Evaluating valuations of the deal
SATS’s acquisition price translates to an EV/EBITDA and P/E of 9.7x/45.1x based on TTM financials disclosed as at Mar 2022. In terms of EV/EBITDA, valuation is in line with historical average of 9.8x, according to Menzies (Fig. 1). Menzies was also subsequently acquired by Agility at a 10.7x valuation. We also believe the opportunity to extend SATS’s market reach beyond APAC into US and Europe with immediate market-leading positions without operational overlap, especially in the cargo handling space, is hard to come by. Post-acquisition, SATS will have leading positions in 5 of the top 10 airports across North America, EMEA and APAC (Fig. 2), and handle more than 50% in global cargo volume.

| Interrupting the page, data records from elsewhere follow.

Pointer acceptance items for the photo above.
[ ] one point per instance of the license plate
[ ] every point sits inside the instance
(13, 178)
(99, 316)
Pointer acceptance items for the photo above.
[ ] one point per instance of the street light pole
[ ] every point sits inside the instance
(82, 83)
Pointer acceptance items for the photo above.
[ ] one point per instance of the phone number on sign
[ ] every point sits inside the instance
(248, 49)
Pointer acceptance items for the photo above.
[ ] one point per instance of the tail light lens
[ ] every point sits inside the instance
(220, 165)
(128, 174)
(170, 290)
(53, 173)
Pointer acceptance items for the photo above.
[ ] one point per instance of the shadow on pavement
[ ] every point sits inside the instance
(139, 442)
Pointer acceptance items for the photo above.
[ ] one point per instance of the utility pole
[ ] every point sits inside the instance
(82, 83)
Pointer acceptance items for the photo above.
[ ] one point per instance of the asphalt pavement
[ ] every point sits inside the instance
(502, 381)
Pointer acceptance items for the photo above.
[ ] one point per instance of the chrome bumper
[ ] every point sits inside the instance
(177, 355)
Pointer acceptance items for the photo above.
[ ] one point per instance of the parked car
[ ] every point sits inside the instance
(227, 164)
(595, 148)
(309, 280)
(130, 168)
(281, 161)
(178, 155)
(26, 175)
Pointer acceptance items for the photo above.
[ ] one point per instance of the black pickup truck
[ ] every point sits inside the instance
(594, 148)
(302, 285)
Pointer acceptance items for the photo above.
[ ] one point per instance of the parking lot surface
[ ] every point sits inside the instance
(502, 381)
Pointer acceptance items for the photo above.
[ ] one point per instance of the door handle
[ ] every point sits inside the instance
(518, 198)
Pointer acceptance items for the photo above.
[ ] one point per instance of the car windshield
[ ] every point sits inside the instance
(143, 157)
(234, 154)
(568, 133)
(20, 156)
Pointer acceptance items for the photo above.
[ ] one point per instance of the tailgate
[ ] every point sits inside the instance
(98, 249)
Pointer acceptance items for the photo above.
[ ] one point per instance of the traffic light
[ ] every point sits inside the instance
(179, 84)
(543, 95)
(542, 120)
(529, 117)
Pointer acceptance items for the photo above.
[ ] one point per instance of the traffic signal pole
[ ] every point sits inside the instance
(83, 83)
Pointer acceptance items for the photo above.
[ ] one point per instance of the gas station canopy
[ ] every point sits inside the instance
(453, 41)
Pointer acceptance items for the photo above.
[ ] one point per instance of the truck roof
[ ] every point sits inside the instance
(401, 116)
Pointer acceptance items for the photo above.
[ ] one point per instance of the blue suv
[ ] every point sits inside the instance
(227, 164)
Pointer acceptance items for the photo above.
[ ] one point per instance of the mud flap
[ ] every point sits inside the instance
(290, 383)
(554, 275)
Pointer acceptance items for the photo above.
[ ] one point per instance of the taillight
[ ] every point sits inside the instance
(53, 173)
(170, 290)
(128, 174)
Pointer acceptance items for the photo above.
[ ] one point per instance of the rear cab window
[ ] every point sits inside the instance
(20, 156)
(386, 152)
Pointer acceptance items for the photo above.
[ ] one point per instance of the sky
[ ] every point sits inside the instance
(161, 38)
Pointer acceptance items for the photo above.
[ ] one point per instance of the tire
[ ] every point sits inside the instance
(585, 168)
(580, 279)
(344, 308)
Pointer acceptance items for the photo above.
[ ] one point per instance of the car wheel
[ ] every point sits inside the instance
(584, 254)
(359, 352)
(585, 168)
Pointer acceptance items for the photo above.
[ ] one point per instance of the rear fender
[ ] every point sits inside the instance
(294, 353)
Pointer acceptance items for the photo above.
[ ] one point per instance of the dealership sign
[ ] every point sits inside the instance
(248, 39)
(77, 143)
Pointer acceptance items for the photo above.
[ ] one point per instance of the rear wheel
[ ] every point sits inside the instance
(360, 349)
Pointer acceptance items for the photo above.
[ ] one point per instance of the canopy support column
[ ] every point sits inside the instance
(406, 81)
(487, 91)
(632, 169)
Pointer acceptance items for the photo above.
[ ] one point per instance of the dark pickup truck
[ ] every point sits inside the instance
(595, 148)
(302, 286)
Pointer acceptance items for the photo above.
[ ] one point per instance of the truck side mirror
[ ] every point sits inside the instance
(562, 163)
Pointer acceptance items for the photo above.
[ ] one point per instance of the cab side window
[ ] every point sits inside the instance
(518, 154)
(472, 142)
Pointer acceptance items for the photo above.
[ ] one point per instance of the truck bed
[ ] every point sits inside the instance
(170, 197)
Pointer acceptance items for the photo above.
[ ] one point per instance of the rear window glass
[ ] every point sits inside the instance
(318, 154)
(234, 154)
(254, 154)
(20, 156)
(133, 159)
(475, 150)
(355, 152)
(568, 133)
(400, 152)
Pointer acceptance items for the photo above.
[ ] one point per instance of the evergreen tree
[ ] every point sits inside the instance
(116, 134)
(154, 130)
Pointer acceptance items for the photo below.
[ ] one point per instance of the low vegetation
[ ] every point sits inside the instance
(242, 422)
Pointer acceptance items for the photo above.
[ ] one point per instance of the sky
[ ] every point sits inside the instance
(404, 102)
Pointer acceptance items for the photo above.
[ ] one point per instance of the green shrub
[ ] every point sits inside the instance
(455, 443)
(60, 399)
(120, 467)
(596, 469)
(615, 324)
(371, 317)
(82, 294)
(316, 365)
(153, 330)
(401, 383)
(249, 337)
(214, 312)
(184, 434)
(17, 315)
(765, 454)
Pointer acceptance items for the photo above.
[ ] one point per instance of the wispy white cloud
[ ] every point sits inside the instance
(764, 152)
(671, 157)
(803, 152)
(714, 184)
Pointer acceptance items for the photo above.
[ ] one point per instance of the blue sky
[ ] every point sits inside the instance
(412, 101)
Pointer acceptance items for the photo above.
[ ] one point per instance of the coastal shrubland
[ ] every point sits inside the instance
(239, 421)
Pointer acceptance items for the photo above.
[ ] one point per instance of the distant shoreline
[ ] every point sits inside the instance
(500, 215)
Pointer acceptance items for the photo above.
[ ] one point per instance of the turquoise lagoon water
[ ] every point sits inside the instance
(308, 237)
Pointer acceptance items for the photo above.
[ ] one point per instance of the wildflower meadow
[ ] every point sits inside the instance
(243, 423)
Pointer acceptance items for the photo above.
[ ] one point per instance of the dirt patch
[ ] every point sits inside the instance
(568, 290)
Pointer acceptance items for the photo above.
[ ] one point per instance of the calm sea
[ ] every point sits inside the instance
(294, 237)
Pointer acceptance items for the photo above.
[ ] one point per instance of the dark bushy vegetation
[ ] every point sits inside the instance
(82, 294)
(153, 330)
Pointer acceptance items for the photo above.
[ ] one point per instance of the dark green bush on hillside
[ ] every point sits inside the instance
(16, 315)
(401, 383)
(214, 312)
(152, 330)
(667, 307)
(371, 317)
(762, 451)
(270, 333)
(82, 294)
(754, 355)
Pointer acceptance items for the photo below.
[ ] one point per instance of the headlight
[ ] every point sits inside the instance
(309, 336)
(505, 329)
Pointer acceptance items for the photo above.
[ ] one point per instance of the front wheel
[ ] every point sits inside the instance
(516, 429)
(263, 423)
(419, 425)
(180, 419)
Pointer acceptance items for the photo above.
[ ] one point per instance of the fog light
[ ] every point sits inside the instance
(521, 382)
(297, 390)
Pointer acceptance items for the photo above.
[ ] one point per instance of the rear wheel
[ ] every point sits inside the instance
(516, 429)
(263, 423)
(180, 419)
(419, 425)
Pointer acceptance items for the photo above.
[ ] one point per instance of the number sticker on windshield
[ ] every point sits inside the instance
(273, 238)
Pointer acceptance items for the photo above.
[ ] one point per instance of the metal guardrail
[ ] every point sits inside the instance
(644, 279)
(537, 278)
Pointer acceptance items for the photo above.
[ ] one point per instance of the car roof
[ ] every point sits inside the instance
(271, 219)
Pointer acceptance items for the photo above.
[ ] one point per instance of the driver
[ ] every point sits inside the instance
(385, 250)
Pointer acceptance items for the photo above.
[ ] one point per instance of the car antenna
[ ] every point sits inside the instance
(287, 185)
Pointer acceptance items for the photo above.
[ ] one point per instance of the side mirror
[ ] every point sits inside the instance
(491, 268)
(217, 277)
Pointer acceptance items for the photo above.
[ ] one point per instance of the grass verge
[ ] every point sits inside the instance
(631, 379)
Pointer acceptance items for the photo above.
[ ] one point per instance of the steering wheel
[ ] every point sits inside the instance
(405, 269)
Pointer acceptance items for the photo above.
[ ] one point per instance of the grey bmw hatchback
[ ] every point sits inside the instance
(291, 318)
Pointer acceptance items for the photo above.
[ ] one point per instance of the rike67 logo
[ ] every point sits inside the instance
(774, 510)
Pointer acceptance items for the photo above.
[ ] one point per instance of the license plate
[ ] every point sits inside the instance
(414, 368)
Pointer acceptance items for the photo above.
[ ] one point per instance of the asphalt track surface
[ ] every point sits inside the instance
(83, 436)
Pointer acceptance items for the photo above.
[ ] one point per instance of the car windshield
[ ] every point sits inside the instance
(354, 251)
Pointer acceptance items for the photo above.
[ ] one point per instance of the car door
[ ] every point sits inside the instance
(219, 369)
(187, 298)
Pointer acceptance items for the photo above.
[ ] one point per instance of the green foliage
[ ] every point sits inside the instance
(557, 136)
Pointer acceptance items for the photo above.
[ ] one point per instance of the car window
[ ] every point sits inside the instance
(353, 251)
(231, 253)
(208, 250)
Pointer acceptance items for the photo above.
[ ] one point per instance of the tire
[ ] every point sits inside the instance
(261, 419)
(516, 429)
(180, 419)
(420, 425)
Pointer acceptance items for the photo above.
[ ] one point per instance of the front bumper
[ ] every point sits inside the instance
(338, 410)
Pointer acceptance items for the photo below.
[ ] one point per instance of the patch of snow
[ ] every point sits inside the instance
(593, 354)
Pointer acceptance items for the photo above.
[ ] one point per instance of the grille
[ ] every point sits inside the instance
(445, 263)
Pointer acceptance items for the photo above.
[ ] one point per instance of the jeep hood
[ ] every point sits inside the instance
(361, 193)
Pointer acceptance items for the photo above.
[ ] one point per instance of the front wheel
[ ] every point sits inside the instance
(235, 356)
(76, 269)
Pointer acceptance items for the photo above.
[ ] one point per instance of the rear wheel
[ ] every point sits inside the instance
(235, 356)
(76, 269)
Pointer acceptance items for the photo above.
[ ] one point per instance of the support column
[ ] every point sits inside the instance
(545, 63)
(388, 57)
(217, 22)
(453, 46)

Upside potential from future refinancing
Currently, WFS owns c.S$1.67bn of debt, which is serviced at an interest rate of 7-8% p.a. Pro-forma net gearing stands at 0.43x. With SATS’s strong balance sheet and credit history alongside strong shareholder support, we believe it has room to recapitalise WFS. Assuming a lower interest rate of c.4% post refinancing, interest savings could amount to c.S$67m per year, making the acquisition more palatable at 16.9x. However, such savings are expected to only be reaped in FY3/25 due to clauses on existing bonds preventing premature refinancing.
What to do with the stock
With the Purchase Price Allocation (PPA) undetermined and uncertainty to normalisation of earnings profile of WFS, we believe it will be premature to bake in forecasts of the combined entity. Investors can also take heed from the Equity Fund-Raising (EFR) illustration provided by SATS, which we believe to be worst-case scenario for fund-raising structure, with the entire acquisition consideration of S$1,820m (i.e. €1,313m) to be funded via combination of a S$1.7bn rights issue at S$2.79 subscription price and S$120m from internal cash reserves, leading to a Theoretical Ex-Rights Price (TERP) of S$3.49 (Fig. 3). SATS’s target base case entails a mix of EFR, placement of new shares, as well as equity-linked instruments which could mean a less punitive dilution. Long-term shareholders may stay invested although near-term share price could weaken on macro uncertainty. Maintain Add with an unchanged TP of S$4.47. We await clarity on the funding profile of the WFS acquisition. Re-rating catalysts: strong demand growth; downside risks: global recession.